Benjamin Girette Une manifestation en faveur du mariage gai à Paris

MONTRÉAL – Les lesbiennes, gais, bisexuels et transsexuels (LGBT) du Québec ont réitéré leur appui au mouvement français en faveur du mariage entre conjoints de même sexe, alors que le débat s’envenime dans l’Hexagone, à l’approche d’une légalisation universelle.

Plusieurs membres de la communauté LGBT se sont rassemblés devant le consulat de France à Montréal, dimanche, pour témoigner de leur soutien à leurs cousins qui militent pour des droits égaux.

Le Conseil LGBT considère que tous les appuis sont utiles aux militants français, même ceux en provenance de l’extérieur de l’Hexagone.

Déjà, l’association québécoise a fait parvenir une lettre ouverte aux élus de France leur rappelant l’importance de ces enjeux. Cet appui revêt une signification particulière pour le PDG du Conseil québécois LGBT, Steve Foster, étant donné que le Québec a traversé le même débat il y a environ 10 ans.

Les similitudes entre la lutte qui a lieu en France et celle qu’il est survenue au Québec sont nombreuses, mais la violence et l’agressivité avec lesquelles les deux clans s’affrontent dans l’espace public différent beaucoup.

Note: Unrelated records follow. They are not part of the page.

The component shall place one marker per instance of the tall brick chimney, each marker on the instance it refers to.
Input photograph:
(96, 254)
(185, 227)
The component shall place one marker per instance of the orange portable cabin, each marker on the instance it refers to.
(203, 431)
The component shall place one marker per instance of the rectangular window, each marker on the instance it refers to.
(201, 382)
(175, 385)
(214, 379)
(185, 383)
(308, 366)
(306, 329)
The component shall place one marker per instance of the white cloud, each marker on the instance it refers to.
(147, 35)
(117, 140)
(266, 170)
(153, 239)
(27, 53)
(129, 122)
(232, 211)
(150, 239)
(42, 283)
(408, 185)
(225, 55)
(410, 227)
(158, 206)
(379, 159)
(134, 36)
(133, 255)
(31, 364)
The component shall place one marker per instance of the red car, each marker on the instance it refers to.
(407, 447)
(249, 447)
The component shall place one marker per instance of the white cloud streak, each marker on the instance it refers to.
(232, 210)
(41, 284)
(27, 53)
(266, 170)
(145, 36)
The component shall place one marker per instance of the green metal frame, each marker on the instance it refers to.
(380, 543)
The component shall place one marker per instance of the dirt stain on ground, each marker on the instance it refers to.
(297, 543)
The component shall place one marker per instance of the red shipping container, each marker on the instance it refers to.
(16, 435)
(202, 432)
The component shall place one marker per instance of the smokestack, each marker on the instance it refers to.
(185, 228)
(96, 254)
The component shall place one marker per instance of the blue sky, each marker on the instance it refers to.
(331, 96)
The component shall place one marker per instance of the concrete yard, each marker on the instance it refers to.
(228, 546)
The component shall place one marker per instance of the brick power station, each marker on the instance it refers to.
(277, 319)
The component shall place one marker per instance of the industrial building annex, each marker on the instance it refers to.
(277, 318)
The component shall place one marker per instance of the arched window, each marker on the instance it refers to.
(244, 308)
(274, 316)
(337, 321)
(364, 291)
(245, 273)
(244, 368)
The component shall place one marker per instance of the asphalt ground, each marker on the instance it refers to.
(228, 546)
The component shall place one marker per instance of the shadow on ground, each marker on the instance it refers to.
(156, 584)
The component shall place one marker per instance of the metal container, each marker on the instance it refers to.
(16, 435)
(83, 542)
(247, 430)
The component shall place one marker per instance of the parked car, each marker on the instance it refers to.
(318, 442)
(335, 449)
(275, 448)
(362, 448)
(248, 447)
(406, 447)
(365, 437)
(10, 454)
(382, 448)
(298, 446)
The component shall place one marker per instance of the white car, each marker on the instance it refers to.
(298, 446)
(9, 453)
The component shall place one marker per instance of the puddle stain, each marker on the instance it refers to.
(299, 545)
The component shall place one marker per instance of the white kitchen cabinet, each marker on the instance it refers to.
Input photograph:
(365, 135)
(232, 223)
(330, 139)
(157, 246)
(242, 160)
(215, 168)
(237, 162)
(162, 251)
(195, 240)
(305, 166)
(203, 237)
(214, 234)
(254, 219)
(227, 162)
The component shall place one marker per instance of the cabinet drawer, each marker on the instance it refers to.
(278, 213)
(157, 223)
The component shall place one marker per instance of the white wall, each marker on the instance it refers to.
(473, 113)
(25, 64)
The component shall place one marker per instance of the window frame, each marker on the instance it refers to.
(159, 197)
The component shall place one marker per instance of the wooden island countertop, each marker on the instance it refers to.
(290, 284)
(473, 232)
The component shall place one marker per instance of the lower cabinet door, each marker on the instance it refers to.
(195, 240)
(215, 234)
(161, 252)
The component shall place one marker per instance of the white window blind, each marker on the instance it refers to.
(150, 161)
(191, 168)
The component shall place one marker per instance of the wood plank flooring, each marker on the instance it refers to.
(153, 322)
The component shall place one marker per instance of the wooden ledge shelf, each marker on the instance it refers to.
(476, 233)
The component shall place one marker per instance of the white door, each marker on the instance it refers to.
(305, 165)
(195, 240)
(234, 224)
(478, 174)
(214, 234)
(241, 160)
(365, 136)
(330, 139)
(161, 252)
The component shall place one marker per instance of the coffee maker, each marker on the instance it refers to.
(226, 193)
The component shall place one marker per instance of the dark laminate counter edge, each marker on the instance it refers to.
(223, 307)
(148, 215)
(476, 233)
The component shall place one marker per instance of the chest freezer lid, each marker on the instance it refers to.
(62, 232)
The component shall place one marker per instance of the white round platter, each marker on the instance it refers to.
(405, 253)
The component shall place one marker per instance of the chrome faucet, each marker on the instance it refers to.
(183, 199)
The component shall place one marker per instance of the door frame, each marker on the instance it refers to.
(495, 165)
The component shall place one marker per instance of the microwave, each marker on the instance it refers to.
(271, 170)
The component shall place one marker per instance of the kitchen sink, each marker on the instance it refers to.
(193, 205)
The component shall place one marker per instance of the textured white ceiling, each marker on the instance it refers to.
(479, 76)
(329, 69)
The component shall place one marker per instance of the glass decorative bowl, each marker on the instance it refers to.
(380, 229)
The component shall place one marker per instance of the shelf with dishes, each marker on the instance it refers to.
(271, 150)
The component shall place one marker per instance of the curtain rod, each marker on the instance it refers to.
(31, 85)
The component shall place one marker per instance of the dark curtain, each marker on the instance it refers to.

M. Foster rappelle qu’à l’époque, le gouvernement du Québec avait instauré une commission parlementaire très rapidement après qu’il eut décidé d’aller de l’avant avec son projet de loi, ce qui avait permis aux gens de s’exprimer de façon plus civilisée.

La mise sur pied d’une commission n’avait pas empêché les Québécois de se lancer des énormités sur la place publique, mais le dialogue entre partisans et opposants au mariage avait été circonscrit.

«En France, le débat a eu le temps d’avoir lieu sur la place publique beaucoup trop longtemps», souligne M. Foster.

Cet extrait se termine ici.